Last winter it felt like every single restaurant I went to there was some sort of kale salad on the menu. Usually some sort of hard cheese was involved like pecorino or Parmesan. There was sometimes fruit on it. And it was always massaged. I want a massage. Good gracious, enough with the dang kale, man. The last thing this universe needs is another kale salad. And here I am throwing another kale salad in your super cute face. But, this kale salad is really good. And there’s lardon dressing involved. I mean…bacon fat dressing, c’mon!

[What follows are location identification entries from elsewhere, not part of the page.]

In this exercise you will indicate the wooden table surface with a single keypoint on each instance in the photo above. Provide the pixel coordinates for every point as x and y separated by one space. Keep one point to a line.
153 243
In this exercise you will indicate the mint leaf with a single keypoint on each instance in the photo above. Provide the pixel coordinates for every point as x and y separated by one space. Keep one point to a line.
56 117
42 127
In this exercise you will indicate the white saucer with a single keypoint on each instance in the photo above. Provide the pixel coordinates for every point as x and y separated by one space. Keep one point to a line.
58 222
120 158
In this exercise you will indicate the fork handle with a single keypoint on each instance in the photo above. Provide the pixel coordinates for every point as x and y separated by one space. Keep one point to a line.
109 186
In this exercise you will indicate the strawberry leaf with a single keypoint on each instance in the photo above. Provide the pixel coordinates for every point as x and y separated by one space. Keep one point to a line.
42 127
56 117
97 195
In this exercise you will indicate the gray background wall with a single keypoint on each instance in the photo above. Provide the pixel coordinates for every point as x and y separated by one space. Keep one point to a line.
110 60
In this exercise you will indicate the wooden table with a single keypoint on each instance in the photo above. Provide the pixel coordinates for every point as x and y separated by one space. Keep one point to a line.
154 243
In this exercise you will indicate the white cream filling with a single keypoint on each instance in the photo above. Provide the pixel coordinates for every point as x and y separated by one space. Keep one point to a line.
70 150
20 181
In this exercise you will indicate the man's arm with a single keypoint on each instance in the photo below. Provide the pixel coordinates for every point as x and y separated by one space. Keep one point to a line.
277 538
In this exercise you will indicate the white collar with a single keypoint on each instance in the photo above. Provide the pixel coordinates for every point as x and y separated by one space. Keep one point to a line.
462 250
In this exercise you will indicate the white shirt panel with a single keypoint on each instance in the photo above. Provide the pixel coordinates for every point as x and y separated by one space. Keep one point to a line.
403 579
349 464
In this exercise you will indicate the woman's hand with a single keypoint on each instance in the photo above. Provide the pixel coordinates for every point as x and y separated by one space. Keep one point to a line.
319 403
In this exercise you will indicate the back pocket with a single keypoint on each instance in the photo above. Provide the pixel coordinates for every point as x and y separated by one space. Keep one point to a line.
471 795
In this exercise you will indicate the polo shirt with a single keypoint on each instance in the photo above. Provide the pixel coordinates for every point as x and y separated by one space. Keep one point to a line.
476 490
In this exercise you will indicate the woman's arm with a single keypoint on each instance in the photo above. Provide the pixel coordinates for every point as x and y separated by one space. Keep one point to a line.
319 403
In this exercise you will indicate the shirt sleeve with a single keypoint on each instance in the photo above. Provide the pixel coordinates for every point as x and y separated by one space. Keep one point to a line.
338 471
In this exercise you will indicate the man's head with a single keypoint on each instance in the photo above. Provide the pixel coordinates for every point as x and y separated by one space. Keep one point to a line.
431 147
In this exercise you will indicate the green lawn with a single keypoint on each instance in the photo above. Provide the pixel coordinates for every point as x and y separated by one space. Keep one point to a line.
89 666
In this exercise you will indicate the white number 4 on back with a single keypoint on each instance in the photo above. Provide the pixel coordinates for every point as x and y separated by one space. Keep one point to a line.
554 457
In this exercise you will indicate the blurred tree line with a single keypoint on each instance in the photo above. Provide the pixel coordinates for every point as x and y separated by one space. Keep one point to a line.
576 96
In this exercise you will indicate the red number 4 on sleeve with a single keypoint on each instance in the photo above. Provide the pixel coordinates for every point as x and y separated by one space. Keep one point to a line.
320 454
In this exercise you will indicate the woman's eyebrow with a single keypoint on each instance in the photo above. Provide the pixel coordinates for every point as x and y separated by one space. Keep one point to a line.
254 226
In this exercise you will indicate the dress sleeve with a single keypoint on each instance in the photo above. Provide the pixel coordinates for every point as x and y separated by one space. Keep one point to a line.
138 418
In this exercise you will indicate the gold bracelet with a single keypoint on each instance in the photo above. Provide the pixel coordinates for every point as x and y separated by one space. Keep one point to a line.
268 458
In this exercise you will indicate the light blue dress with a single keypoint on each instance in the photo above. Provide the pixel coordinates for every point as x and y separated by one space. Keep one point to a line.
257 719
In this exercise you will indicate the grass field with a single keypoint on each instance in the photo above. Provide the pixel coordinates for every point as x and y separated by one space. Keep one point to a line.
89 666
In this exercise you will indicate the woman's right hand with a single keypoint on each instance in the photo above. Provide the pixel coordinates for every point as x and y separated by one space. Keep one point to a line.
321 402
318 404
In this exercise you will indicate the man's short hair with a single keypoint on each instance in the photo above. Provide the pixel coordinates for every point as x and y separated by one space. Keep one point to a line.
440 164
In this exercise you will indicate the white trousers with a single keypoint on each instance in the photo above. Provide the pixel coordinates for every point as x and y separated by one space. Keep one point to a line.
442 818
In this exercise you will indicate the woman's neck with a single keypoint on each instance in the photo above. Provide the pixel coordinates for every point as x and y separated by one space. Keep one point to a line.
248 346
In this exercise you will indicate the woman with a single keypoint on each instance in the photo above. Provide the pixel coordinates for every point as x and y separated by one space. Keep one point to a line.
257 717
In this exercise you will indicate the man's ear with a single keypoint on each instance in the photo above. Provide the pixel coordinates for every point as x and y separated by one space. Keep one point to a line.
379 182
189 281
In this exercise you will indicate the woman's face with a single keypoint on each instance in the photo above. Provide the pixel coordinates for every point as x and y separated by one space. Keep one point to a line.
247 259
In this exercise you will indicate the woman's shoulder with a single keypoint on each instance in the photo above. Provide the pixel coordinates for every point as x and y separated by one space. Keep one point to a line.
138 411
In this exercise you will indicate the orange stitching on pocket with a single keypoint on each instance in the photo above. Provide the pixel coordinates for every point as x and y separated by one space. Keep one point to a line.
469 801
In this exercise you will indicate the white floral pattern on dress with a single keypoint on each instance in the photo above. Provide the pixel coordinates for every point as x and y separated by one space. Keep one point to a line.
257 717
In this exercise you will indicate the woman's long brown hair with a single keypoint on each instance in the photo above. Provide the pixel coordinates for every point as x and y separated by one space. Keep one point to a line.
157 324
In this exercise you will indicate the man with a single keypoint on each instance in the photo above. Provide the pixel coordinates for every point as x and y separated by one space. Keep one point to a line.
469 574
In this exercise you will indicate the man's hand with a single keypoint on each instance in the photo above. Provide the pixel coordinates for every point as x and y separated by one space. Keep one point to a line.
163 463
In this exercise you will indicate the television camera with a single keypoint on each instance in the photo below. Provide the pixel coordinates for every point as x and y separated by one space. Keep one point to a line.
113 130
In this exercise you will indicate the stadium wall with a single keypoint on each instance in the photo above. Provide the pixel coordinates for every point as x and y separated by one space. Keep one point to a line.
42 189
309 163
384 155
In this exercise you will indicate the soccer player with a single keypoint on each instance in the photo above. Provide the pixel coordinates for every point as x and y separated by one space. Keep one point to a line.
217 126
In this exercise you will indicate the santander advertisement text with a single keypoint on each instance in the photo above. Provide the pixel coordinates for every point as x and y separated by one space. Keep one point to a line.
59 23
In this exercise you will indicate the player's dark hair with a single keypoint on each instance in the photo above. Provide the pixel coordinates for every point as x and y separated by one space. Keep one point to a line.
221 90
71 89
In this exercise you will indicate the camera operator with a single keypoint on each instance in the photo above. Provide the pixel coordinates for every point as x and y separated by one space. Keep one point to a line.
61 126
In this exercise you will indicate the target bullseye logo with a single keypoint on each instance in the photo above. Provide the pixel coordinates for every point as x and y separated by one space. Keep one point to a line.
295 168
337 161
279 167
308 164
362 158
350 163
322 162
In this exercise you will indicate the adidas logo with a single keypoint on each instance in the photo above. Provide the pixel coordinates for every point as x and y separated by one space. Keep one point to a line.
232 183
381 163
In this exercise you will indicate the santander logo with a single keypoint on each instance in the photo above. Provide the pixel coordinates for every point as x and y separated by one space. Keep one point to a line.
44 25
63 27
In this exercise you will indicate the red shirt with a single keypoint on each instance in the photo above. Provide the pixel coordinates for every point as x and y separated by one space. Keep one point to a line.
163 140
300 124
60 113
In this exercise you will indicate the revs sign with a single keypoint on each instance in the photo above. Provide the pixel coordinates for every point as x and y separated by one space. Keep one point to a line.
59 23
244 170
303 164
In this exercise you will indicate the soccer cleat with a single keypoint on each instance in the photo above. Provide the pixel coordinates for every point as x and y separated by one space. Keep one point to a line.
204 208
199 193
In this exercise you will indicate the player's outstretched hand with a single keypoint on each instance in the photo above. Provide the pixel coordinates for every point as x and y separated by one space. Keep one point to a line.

This lardon situation was supposed to be guanciale, which is my current love, but when I headed to my local hipster super artisinal neighborhood market and they didn’t have it, I turned to bacon. I figured if I couldn’t get it, you probably wouldn’t be able to find it either. So, instead we have this bacon/lardon situation. This salad is as fall as fall can get. There’s fennel, roasted delicata squash, pomegranate and sturdy kale. The kale can easily be swapped out for another kind of green, it just needs to be able to stand up to the hot, warm dressing and not wilt and wither away.
This salad is easy with a capital E. The lardons are fried up in a pan, removed and then to that fat the dressing is made. A heavy splash of red wine vinegar, lemon juice, lots of pepper and a garlic clove are added to make up the dressing. The mixture is poured over the kale and massaged and tossed until the kale softens a bit. It’s a winner of a salad.